Morning in the neighborhood (yeah, there are palm trees but this in not our view, just so it's clear) |
On school days we have an alarm set to sound to get us up so we over an hour before needing to leave the house. Getting our son up on school mornings can be particularly challenging, so we factor in time to:
- actually get him out of bed (which sometimes literally involves dragging him off)
- prepare him a warm breakfast (or at least something that can be warmed in the toaster over) and putting together his lunch
- give him adequate time to eat (which often involves at least ten minutes of him just sitting at the dining room table, zoned out while presumably still waking up, allowing whatever we made to get cold)
- get himself ready (brush his teeth, wash his face, etc., while factoring in he'll goof around in the bathroom until we step in to get him back on track)
- get himself dressed (which he drags out to the last minute because he hates his school uniform)
As my wife and I both work from home that routine is all geared around getting him to school on time. Even on good days we're often just getting out the door on time.

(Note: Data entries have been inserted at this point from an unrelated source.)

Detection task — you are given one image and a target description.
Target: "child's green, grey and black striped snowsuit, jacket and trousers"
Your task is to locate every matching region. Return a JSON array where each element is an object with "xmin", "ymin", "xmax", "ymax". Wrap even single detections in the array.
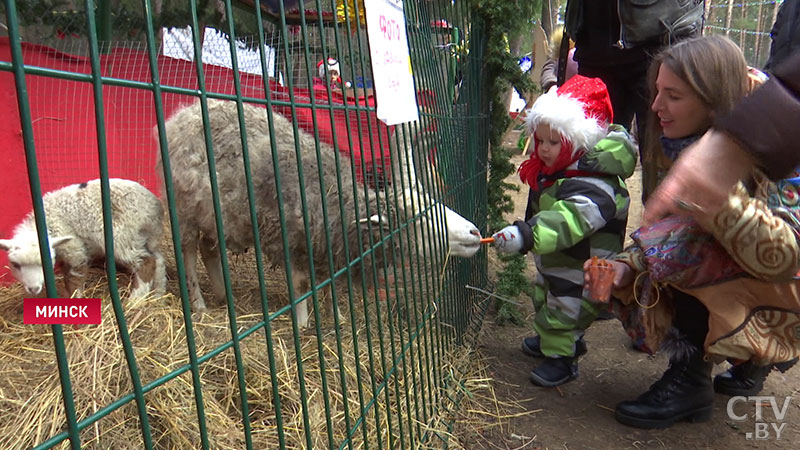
[{"xmin": 515, "ymin": 125, "xmax": 636, "ymax": 356}]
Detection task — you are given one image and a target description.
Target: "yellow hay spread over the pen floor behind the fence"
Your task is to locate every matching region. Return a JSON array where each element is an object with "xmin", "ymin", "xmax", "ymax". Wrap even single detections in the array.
[{"xmin": 0, "ymin": 256, "xmax": 496, "ymax": 449}]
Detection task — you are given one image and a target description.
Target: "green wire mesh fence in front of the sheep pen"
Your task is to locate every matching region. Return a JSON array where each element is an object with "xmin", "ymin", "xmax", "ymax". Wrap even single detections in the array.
[{"xmin": 0, "ymin": 0, "xmax": 488, "ymax": 449}]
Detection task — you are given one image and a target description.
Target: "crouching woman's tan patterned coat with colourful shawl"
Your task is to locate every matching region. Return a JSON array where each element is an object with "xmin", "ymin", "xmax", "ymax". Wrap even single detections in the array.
[{"xmin": 613, "ymin": 176, "xmax": 800, "ymax": 365}]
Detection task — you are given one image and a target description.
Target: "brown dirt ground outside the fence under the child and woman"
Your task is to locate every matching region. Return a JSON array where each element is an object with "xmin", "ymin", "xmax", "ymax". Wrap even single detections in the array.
[{"xmin": 466, "ymin": 136, "xmax": 800, "ymax": 450}]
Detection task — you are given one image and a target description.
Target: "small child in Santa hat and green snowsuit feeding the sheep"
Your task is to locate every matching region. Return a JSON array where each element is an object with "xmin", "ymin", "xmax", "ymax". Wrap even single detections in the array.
[{"xmin": 494, "ymin": 75, "xmax": 636, "ymax": 386}]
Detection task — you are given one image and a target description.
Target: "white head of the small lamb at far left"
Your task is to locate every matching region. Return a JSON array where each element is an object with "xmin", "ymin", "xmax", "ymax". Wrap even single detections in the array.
[{"xmin": 0, "ymin": 232, "xmax": 72, "ymax": 295}]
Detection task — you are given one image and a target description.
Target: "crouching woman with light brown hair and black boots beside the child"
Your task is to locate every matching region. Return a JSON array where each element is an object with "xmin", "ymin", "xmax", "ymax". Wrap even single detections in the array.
[{"xmin": 586, "ymin": 36, "xmax": 800, "ymax": 428}]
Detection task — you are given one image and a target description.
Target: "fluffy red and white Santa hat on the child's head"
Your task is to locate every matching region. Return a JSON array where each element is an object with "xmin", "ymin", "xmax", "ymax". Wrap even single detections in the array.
[{"xmin": 526, "ymin": 75, "xmax": 614, "ymax": 154}]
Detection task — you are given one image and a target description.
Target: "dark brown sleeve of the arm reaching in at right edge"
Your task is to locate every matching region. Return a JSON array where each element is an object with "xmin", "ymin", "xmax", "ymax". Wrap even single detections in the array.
[{"xmin": 714, "ymin": 50, "xmax": 800, "ymax": 180}]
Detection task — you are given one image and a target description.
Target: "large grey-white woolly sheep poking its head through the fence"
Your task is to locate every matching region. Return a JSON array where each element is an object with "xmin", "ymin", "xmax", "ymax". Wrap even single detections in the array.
[{"xmin": 159, "ymin": 100, "xmax": 480, "ymax": 326}]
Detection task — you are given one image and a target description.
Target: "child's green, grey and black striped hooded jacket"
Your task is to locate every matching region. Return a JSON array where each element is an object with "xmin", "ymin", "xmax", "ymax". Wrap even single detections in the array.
[{"xmin": 515, "ymin": 125, "xmax": 636, "ymax": 298}]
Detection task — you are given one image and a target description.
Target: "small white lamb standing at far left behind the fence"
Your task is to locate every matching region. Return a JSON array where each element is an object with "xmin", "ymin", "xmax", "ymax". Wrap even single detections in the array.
[{"xmin": 0, "ymin": 178, "xmax": 166, "ymax": 298}]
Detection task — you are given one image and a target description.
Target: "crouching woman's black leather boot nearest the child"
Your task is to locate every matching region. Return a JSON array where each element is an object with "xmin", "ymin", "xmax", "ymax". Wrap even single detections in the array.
[{"xmin": 614, "ymin": 350, "xmax": 714, "ymax": 428}]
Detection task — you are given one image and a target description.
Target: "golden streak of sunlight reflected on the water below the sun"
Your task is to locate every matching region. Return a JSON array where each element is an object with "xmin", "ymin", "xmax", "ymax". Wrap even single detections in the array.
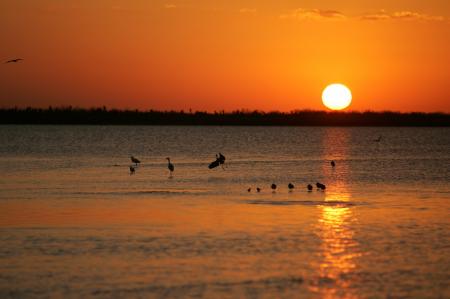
[{"xmin": 313, "ymin": 128, "xmax": 361, "ymax": 299}]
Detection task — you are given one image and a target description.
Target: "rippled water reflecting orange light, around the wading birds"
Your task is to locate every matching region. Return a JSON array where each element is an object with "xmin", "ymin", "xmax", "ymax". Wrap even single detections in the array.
[{"xmin": 0, "ymin": 126, "xmax": 450, "ymax": 298}]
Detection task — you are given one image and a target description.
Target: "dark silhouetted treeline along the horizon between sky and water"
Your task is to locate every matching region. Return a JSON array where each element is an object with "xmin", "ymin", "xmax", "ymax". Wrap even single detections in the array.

The vast majority of those days I'm already awake when the alarm sounds. My body is simply accustomed to waking up then (and even on the weekends generally I cannot sleep in); the alarm is more the indication of needing to actually get up than something to rouse me.
Morning at the bedroom window (not as attractive as the palm trees so that's why I didn't put it up top but included here, as it's the actual view) |
AND that brings us to... the Friday before we "spring forward". Our son didn't have school for an administrative day, so we'd disabled the alarm on that day, as we didn't need to go through any of that normal routine and could let my wife and him sleep in a bit. (I'd be up anyway.) A little bonus sleep before the fall!
On that Sunday of course the clocks "sprang forward" to Daylight Saving Time, and everything seemed a bit off as it always does that day. Sunrise was now around the time we'd need to leave on a school day rather than around getting up time. But hey, the sunset was later so we had more daylight at the end of the day. That's the whole point, right?
On the Monday after "springing forward" I remember waking up and laying in bed for a couple minutes. The alarm had not sounded, and the house was a bit cold still with the unusually cool March we had, so I figured I had a few minutes before I needed to get out from under the warmth of the covers.
Then it occurred to me: It's starting to get light out. With the time change it should still be dark.
I grabbed my phone from my nightstand. (I don't have a clock there anymore.) It was about ten minutes until we should be leaving the house. We'd overslept!
We'd forgotten to re-enable the alarm after Friday's break. And my typically reliable body clock was still back on Standard Time.
I muttered an obscenity and quickly woke up my wife, then got our son out of bed. I apologized as I dragged him to the bathroom and got him ready myself, while my wife threw together his lunch (with extra snacks). She grabbed a banana and granola bar for him to eat in the car ride, and put a little milk in a thermos bottle. I got our son dressed fast while my wife quickly got herself ready to drive him to school. They got in the car and were on their way about fifteen minutes after my realization, so only about five minutes behind schedule.
When my wife got home from dropping him off I asked if they made it on time. As it turned out, traffic was lighter than usual and they were actually slightly early, presumably because most other people were running even later than we were.
Now with a few weeks to adapt, my body is waking up before the alarm again. Nonetheless, we now make a habit of making sure the alarm is set the night before. Parenting is always challenging, and often is barely pulling it all together in time, but schools really should not be making it even more difficult by disrupting that routine just before the time change. Clearly we can be ready in much less than an hour if we must, but that's no way to live.
(Changing the clocks twice a year is in its way absurd but that at least serves some purpose that can be beneficial. At least I assume so, having lived with it my entire life, but as I wrote last year it might be a harder sell if we didn't already do it.)